TO: Theater zeigt uns Vorstellungen vom Leben. Im doppelten Sinne des Wortes. Und ist, in seinem Inneren, zugleich ein Lebensraum, der gerade junge Menschen anzieht, weil dort die Verschmelzung von Idee und Energie, von Geist und Spiel so intensiv zu erleben ist. Jörg Haider hat als junger Mann Nestroy gespielt und ist dann in die Politik gegangen. Sie haben Recht, vielleicht ist das die Ausnahme, und die aktuelle Tendenz genau andersherum – das würde mich freuen.
FM: Welche Nationen sind von ihrem Nachwuchs-Potenzial her besonders interessant?
TO: Ich bin ein großer Bewunderer der belgischen Theaterlandschaft, weil dort in einem Mischbereich aus bildender Kunst, Musik, Tanz und Schauspiel sehr ungewöhnliche Kreationen entstehen. Der Beneluxbereich ist für mich nach wie vor die innovativste Theaterzone Europas.
FM: Was macht das Theater dort so innovativ?
TO: In Holland oder Belgien werden viel stärker die Produzenten gefördert als die Institutionen. Bei uns bekommt das Geld das Haus und das Haus engagiert die Künstler. In diesen Ländern stehen die Häuser als Immobilien leer und werden bespielt von subventionierten Gruppen, die auf Tournee gehen.

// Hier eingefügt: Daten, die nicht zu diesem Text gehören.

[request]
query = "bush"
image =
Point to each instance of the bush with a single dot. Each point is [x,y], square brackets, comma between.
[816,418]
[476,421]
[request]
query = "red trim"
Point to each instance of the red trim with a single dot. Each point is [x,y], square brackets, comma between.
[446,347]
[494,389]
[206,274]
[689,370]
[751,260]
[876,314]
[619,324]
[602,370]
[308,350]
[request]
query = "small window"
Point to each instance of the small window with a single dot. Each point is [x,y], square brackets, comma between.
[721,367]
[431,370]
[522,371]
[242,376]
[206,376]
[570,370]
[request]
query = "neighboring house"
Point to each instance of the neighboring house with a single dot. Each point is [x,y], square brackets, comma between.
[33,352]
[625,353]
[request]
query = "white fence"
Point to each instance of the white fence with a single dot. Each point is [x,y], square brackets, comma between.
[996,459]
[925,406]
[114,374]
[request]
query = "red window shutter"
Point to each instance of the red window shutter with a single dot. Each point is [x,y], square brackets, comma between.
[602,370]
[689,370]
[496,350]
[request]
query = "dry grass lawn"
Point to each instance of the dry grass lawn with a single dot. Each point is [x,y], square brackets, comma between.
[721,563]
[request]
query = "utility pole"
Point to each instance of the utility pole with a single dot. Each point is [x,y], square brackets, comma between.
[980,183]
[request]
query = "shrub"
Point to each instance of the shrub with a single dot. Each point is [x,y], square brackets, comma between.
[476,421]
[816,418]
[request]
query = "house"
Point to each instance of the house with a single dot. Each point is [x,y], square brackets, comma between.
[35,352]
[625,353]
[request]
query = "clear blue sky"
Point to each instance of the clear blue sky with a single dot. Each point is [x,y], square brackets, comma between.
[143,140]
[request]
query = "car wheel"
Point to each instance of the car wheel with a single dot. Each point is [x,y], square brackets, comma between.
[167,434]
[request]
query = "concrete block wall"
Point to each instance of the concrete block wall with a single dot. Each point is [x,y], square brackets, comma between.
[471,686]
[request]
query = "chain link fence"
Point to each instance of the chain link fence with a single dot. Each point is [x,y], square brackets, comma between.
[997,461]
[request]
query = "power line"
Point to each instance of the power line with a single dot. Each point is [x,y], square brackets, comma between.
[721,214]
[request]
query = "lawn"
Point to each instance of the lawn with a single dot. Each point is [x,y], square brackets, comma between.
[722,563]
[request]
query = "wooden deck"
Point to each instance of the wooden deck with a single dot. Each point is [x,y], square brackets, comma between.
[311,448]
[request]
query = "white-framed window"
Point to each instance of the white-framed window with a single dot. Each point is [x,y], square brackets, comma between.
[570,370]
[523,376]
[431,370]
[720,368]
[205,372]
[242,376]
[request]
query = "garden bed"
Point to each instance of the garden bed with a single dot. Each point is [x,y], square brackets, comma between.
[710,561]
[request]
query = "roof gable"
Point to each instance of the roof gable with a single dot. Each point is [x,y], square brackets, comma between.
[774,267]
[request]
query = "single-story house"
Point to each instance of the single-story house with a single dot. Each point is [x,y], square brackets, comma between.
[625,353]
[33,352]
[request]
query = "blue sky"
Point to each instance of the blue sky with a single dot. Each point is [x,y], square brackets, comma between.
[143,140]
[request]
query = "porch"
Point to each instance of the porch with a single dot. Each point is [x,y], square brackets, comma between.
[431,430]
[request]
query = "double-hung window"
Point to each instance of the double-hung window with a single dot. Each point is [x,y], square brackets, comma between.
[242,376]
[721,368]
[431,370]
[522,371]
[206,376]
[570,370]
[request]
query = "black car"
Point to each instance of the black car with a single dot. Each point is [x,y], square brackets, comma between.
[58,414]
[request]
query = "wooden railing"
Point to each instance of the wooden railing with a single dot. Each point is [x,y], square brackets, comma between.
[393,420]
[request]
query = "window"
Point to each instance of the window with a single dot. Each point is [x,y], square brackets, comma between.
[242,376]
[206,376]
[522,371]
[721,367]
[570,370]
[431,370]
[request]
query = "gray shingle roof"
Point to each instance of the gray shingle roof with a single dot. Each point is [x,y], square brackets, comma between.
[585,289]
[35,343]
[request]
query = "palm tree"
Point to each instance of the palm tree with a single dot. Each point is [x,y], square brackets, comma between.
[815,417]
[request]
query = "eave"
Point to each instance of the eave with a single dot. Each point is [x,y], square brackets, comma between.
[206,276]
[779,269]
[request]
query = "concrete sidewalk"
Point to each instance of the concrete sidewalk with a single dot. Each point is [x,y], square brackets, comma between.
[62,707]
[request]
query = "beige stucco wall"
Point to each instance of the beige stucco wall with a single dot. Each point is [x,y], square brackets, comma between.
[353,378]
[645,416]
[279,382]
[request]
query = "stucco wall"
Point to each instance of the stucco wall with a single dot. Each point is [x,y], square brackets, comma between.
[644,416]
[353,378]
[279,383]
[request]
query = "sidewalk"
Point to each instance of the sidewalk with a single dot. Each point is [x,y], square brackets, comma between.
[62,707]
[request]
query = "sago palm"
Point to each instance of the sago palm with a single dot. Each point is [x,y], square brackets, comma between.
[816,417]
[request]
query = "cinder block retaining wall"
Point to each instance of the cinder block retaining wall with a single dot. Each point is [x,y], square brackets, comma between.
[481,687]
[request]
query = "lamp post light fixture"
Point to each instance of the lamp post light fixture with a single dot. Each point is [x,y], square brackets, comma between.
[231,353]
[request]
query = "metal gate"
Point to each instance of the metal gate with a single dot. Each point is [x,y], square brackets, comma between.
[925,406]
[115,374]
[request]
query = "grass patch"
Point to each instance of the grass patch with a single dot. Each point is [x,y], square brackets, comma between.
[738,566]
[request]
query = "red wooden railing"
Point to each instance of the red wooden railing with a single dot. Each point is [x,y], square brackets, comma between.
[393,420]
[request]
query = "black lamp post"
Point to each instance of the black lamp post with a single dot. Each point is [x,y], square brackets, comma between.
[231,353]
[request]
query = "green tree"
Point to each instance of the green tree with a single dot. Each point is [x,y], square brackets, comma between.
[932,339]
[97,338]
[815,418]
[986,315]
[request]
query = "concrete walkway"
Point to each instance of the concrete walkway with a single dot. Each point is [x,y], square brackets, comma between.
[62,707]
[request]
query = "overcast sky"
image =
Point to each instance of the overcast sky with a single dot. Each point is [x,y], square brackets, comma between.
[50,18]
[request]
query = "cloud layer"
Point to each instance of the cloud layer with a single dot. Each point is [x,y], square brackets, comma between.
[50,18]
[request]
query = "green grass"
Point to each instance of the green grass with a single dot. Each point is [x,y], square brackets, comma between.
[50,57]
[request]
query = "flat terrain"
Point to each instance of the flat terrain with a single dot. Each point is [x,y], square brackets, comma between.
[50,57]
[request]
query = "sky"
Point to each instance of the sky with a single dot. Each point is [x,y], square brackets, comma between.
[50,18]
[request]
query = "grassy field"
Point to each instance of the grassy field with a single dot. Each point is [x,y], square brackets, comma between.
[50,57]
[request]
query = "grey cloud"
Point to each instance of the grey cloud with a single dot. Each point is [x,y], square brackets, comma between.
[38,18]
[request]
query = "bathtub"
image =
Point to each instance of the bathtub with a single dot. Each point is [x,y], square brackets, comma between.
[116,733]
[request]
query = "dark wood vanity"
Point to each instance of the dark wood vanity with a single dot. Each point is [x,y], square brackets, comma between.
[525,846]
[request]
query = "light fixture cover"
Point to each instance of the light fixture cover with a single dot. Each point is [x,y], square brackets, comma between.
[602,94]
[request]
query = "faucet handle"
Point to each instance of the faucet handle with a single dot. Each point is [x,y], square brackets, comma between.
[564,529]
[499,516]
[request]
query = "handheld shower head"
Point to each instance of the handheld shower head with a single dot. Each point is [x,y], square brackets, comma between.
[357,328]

Das führt zu völlig unterschiedlichen Strukturen, auch seitens des Publikums und hat natürlich auch seine Nachteile. Bei einem Stadttheater in den deutschsprachigen Ländern entstehen über die Jahre sympathische Bindungen zwischen Zuschauern und «ihren» Schauspielern. In Holland oder Belgien müssen die Gruppen an verschiedensten Orten ihr unterschiedliches Publikum immer wieder neu erobern. Und das mit Aufführungen, die in der Regel in weit höherem Maße originale Werke aufführen, also in einem gewissen Sinne Uraufführungen, Projekte, jedenfalls ohne die ein klassisches Repertoire, wie es die Nationalkulturen in Deutschland, Österreich, Spanien oder England hervorgebracht haben. Die Literaturgeschichte hat in diesen Ländern keinen vergleichbaren Kanon klassischer Werke hervorgebracht, und daher ist dort das Theater viel stärker auf Zeitgenossenschaft ausgerichtet und erfindet Stücke, entwickelt grenzgängerische Projekte und bildet ganz nebenher auch tatsächliche Ensembles, wie wir sie kaum noch besitzen. Die Kompanien alle zwei Jahre um neue Förderungen bewerben. Auch das erzeugt und erzwingt geradezu diese Innovationen, auch wenn es keine sonderlich angenehme Situation ist, derart unabgesichert zu arbeiten.
FM: Damit entsteht das Junge, Frische eigentlich aus einer sehr archaischen Situation heraus - nämlich aus der tingelnden Schauspieltruppe?
TO: Tingeltangel gibt es überall. In unserem, also dem deutschsprachigen Theatersystem sind die Spitzenleistungen immer wieder an die Herausbildung von «Truppen» oder Künstlerfamilien um bestimmte Theaterpersönlichkeiten gebunden. Allerdings finden sie eben hierzulande relativ schnell ihr eigenes Haus und eine stabile Infrastruktur. Die Situation ist für die Künstler in den Niederlanden oder Belgien entbehrungsreicher, weil die Gruppen z.B. kein Repertoire aus ihren eigenen Produktionen bilden können. Sie sind auf zyklische Innovationen angewiesen. Wenn die Stücke abgespielt sind, verschwinden sie wieder. Selbst größere Produktionen, die sensationelle Erfolge sind, können von so einer Truppe kaum über einen längeren Zeitraum am Leben gehalten werden. Die Kompanie bekommt nur dann wieder öffentliche Zuwendungen, wenn sie etwas Neues produziert. Daher empfinde ich dieses System, trotz des kreativen Outputs, nicht durchwegs als das bessere Modell.